Una de sus mayores fobias eran las cartas y el hecho de tener que responderlas. Sobre su escritorio podía amontonarse cerros de correspondencia, en espera de respuesta. Respuesta que la mayoría de veces nunca llegaba a escribir. Era como si las manos se le paralizaran. Alfredo alguna vez lo vio por largo rato con la pluma en la mano ante el papel intacto, completamente en blanco. Por el año quince a Alfredo se le dio por andar por la casa con una cámara para tratar de sacarle una instantánea a su padre. ¡Imposible! Y es que otra de las fobias de Prada era su propia fotografía.

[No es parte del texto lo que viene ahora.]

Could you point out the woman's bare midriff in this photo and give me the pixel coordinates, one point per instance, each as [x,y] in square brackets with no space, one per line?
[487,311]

Cada vez que Alfredo "intentaba" enfocarlo con el lente, su padre le hacía mil y un muecas, riendo a más no poder y, claro, el que terminaba con el rostro triste era su hijo al no poder cumplir con su cometido. Pero un día ¡ay, lo logró! Logró sorprenderlo sentado en la mesa del comedor, preparando goma de pegar para sus papeles. Y si de papeles se trata. Los libros (cerca de tres mil volúmenes), fueron más que importantes en su vida. Cada uno de ellos era un tesoro. Un tesoro que cuidaba de las fastidiosas polillas que de vez en cuando rondaban las duras tapas. Por eso, cada año, se realizaba la ceremonia de "limpiar los libros". Él mismo preparaba su "polillicida" con una mezcla de kerosene, almidón y otros químicos. Entendía de químicos porque había tratado con ellos hacía muchos años atrás, en sus días de agricultor. El ambiente quedaba oloroso pero eso no importaba. Cuenta Alfredo que verlo coger un libro, era un verdadero placer. Los cogía con el mayor cuidado y respeto. Nunca marcaba una hoja, ni con la línea más tenue de un lápiz.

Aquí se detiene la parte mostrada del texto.